While the Commission claimed the move to SEPA and "the integration of the noncash payment systems in Europe is the logical follow-up to the introduction of the euro," ESBG said the Commission ignored the important role cash continues to play in Europe, where five out of every six transactions, on average, still involve cash.
"Whilst dematerializing 'order to cash' processes is an important society project, it does not form part of the current SEPA activities," ESBG said.
"The industry has strongly committed itself to deliver the core pan-European payment schemes ... within very tight deadlines.
"Given that this commitment represents a mammoth task in itself, it is at least questionable why the Commission implies that the quoted benefits (which included being a springboard for e-invoicing that could save the EU economy between 50 euros and 100 euros by 2010) can be realized by 2010."
A vision for a cashless society sounds nice in theory, but makes little sense in practice, Wincor's Engel said.
Money transfers, interchange fees, bill payments, etc., are lucrative revenue streams for banks in the EU, he said.
With SEPA, that stream will evaporate, and banks will be looking for ways to make up the income loss.
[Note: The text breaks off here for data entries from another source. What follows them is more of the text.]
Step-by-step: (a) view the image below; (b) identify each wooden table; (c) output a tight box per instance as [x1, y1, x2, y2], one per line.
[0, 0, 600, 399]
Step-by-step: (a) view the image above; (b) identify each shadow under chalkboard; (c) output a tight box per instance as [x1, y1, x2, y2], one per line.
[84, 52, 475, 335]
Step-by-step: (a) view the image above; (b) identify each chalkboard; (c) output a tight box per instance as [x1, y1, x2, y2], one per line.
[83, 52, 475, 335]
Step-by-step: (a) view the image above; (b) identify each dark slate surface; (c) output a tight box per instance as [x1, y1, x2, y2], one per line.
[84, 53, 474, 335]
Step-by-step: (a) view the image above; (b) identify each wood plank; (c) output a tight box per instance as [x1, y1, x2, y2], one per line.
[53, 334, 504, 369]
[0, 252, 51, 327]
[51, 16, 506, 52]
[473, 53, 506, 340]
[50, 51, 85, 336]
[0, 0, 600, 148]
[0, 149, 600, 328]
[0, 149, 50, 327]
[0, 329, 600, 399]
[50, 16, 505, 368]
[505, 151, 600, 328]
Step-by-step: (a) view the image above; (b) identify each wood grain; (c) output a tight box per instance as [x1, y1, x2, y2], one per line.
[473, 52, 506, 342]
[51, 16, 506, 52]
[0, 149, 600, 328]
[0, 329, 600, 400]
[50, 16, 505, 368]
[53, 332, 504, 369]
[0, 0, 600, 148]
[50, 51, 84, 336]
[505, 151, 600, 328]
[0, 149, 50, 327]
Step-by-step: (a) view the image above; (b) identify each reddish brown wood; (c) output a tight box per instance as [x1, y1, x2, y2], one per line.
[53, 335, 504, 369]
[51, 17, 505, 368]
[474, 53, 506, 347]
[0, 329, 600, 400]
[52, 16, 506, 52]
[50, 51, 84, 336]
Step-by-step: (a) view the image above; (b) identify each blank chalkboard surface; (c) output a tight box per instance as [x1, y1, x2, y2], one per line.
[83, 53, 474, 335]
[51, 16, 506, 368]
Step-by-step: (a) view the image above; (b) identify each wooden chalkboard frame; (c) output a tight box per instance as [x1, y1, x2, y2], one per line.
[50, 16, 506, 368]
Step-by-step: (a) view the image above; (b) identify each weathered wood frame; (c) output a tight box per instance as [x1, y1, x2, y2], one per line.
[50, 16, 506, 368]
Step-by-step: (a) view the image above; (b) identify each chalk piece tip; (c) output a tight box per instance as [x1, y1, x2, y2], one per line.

Engel said that loss could lead to increased interest in advanced functions, such as mobile-phone top-up, at the ATM or other self-service device.
"We think there is real opportunity there," Engel said.
But as Evans pointed out, the cuts in interchange also impact the ATM. He said most banks are gearing up for a 60% cut in interchange, since Maestro/MasterCard and Visa are pushing for the lowest overall rate.
That will adversely impact the proliferation of ATMs in developing European markets, such as CEE (Central and Eastern Europe), since independent deployers (and banks, for that matter) aren't likely to place more ATMs if they can't net income from interchange fees.